If synchronicity actually is a thing, it takes a prodigious level of thickheadedness to miss omens and portents that signify something important. Not that long ago, I was in a botanica with my boyfriend, and in the case where they had several books on magic, the orishas, aspects of ATRs and ifá and the like, I found a particular book that caught my eye. It had the Hierophant card on the front from the Thoth deck, which seemed out of place in the botanica I was in; looking at the title of the book, I noticed that it was a small grimoire attributed to none other than Saint Cyprian of Antioch, the patron saint of magicians and sorcerers I keep harping on about. Since I’ve only ever heard about such a book being attributed to Saint Cyprian in Spanish, I decided to snatch it up that moment. I did say at the beginning of the year that I wanted to work with him, after all, so if something like this was basically being handed to me, I may as well take it up.
The book was in Spanish, but it was fairly easy to read, given my background in Latin and not a little help from Google Translate and a good Spanish dictionary. The book was also small, however, and seemed incomplete in some ways. Looking around online, I found an even larger and more comprehensive book under the name “El Libro de San Cipriano”, which had nearly all (but not the entirety of) the smaller Cyprian book I had found, as well as a good few sections on Solomonic magic incorporating the Key of Solomon and the Grimorium Verum. Many of the spells, prayers, and rituals the book describes seemed interesting to me, so I decided to translate the sections that seemed most worthwhile, i.e. the ones not directly lifted from other grimoire texts. And, having finished my translation, I decided to go ahead and put it into an ebook format and sell it on my Etsy page.

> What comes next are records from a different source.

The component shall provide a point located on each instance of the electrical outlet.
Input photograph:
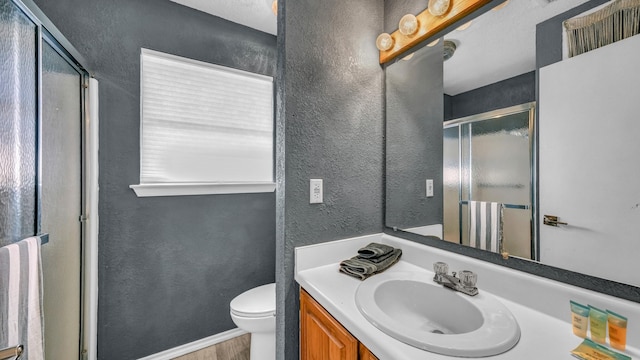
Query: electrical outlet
(429, 187)
(315, 191)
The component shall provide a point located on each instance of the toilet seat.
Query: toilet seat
(255, 303)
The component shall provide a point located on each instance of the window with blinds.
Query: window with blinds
(203, 124)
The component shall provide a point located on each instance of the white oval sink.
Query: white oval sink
(410, 307)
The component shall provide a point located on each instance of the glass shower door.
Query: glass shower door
(488, 157)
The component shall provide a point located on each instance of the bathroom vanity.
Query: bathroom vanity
(329, 300)
(320, 333)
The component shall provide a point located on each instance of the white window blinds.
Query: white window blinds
(203, 123)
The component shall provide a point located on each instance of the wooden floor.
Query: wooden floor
(234, 349)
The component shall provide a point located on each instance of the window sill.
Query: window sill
(181, 189)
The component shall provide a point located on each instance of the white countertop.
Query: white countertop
(541, 306)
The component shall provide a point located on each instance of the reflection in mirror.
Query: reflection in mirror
(499, 62)
(488, 158)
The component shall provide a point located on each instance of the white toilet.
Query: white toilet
(255, 311)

Yes, dear reader, you too can now read the Book of Saint Cyprian in English for only US$10! I’ve never found an English translation before, though one may exist somewhere. Coming in at 83 pages, this translation goes over the talismans and amulets, prayers and orations, and many spells that have circulated through the Spanish-speaking world for at least a century now, all attributed to the good Saint Cyprian of Antioch. Included in this text, too, is a special novena dedicated to Saint Cyprian and Saint Justina, which is claimed to have the following effects:
No one will cause you evil through magical or cabalistic objects, nor through enchantments; all your difficulties will be overcome and your enemies unarmed; your spirit will be made tranquil and will soar to the highest heights where it will be freed from its material body, enjoy heavenly delights, and spread its influence over all events and matters. You will achieve such things as you desire at the novena’s end if you run true with these prayers to the Supreme Creator.
Because this grimoire overlaps significantly with other texts such as the Key of Solomon, the Arbatel, the Heptameron of Pietro d’Abano, and the Grimorium Verum, I’ve also provided an appendix that compares the Libro de San Cipriano to these texts and figure out where in the grimoire tradition this Spanish text falls, as well as how they differ in the details. As I’m just now getting to read Jake Stratton-Kent’s marvelous Testament of Saint Cyprian the Mage, this little translation should help immensely in understanding more of the background around the renaissance the renown of this saint is currently undergoing.
Again, all you need to do is visit this Etsy link and click on the big green button. I’m glad to be able to offer this translation, especially since it’s done partially as an act of devotion to Saint Cyprian of Antioch, as well as furthering the knowledge of grimoires within the Internet-based occulture. And don’t forget, you can also check out my other ebooks on my Etsy page, too! I’ll start keeping a list of all the ebooks I’ve written so far on the panel to the right of the page on my website for easy access, too.
thank you for linking the original spanish version,… No mater how much I appreciate your efforts of tranlsating it, I like to read the originals whenever possible… Not that I am currently working with Saint Cyprian ot planin on doing so,… but one never knows… ONE NEVER KNOWS…. *g*
See, most of my readers are Anglophones, so you have an advantage that others lack. ;P Besides, I’m sure that my translation’s not perfect, being more used to Latin than Spanish, but I trust I got the bulk of it right. It’s fairly readable, which is nice.